In his interview with Feldman, Israels reflects on the unique experience of playing with jazz’s great lyrical master: “I was just so glad to be part of Bill’s musical design: the texture of how that trio worked; how Bill planned the music; how he set it up so that you could fit yourself in with personal expression and freedom to find nuances and details that occurred to you…There have been few musical circumstances — maybe not any — that have felt like playing in the trio, especially with Larry.”
He also praises the sound of his mid-‘60s band mate: “Larry Bunker was an extraordinary musician. There was a transparency to the sound of Larry’s playing. Larry was like a race car driver in terms of finesse. He was a very well-trained musician with impeccable hearing. He understood everything going on more than I did.”
Brandyn Bunker notes to Feldman that her husband, who died in 2005, was a versatile player who sported talents that extended beyond jazz to work with pop music stars, on film scores, and with classical orchestras.
“Larry was able to adapt to practically any musical situation,” she says. “What allowed him to be such an essential participant in world-class music across all these genres was his perception and musical sensitivity, his ability to adapt to whatever was required, to fulfill that and then to bring even more of himself creatively to whatever was asked of him.”

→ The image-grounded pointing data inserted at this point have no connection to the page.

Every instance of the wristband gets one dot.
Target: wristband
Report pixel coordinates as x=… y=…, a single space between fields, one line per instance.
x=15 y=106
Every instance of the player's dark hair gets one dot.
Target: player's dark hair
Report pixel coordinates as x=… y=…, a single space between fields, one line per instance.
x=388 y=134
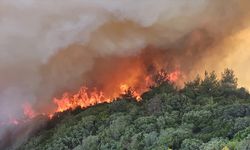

Summarizing this latest revelatory entry in the Evans catalog, Israels says, “These recordings are really satisfying to me because I hear us at a level of comfort and understanding of what we’re doing. That brings a great deal of freedom and expressive possibilities. We could skirt danger a little closer because we knew we had a grip on these things. There’s a lot of risk that only comes when you’re confident you’ll be able to ski within the slalom gates. You’ll get close to the edge, but you won’t miss the gate.”